Editor's note: strong language warning.
'Big Bulbs,' Sharon Jones & the Dap-Kings
Size doesn't matter … except when it does, as illuminated by the late Sharon Jones & the Dap-Kings' cheeky, teasing tune about "getting down tonight."
'Cuddle up, Cozy Down Christmas,' Dolly Parton feat. Michael Bublé
Dolly Parton offers up a brilliant and contemporary instant classic that demonstrates just how sexy enthusiastic consent can be. The duet is on the sweeter side of seductive, even as they're harmonizing their explicit wishlist of snowbound activities — "makin' love, hug and touch and steal some kisses, too" — but Parton and Bublé bring a nice heat to this flirtatious affair.

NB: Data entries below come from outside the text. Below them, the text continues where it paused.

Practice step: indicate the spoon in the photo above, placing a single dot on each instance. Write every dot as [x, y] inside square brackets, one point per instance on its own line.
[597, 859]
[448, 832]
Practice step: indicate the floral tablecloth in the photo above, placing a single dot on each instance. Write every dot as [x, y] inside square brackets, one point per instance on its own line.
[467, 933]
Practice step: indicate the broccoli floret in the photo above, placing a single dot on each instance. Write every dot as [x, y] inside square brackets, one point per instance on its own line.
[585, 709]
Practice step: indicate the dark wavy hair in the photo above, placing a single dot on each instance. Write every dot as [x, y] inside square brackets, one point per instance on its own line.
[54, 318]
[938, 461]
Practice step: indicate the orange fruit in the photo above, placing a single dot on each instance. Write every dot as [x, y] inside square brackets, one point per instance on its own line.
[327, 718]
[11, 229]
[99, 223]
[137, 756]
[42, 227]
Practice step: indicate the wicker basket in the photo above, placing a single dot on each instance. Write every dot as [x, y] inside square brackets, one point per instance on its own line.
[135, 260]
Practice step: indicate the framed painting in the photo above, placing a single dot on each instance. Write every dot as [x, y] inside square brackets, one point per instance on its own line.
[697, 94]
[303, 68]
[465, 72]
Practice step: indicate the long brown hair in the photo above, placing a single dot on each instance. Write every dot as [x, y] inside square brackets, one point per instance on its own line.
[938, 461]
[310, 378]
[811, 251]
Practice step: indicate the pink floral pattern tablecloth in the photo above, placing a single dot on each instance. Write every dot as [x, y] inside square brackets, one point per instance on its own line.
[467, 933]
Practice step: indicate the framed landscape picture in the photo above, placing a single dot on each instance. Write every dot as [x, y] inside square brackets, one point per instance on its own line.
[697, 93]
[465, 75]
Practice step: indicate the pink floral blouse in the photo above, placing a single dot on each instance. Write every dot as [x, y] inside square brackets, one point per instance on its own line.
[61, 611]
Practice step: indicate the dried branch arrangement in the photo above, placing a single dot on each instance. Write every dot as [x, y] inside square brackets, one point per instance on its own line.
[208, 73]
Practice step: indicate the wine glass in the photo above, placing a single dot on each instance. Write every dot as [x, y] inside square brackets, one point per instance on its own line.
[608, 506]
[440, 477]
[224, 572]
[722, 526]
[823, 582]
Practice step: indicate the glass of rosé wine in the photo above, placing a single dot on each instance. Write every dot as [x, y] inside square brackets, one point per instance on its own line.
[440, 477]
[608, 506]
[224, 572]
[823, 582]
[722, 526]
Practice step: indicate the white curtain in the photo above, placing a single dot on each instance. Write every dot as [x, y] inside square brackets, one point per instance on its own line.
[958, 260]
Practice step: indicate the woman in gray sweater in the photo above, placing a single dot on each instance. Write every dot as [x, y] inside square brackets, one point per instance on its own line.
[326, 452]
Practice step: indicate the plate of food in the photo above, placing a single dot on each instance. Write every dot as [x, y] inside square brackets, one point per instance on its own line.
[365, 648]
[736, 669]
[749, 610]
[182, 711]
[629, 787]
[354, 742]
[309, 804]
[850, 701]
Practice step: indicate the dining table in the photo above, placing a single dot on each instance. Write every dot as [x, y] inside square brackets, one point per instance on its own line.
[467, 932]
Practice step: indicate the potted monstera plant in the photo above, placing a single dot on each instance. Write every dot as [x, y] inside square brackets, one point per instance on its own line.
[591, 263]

'Let's Make Christmas Merry, Baby,' Amos Milburn
Try to resist this classic slow jam. It's impossible. And who would want to? The warmth radiating from Milburn's vocals is the perfect temperature, an invitation to burrow under the covers with the man himself and not surface until well after the snow has melted.
'Dear Santa (Bring me a Man This Christmas),' the Weather Girls
The Weather Girls were often treated as a novelty act in their heyday, but what's the joke? Sexy, fat, Black women making divine disco music about their desire for intimacy and companionship? This song is hot, urgent and lush, a shimmering tower of soulful vocal climaxes with a beat that bangs into the New Year.
'This Christmas,' Donny Hathaway
The lyrics aren't that subversive or overt, but from the opening line we know what's up. "Hang all the mistletoe, I'm going to get to know you better," Hathaway sings, setting the stage for the sexiest kind of Christmas song: a desire for physical and emotional intimacy. Hathaway's vocal performance is so confident and warm that when he soars alongside the brass over the chorus, promising "caroling through the night," it's the kind of innocent metaphor that's easily imagined to mean something a little bit more.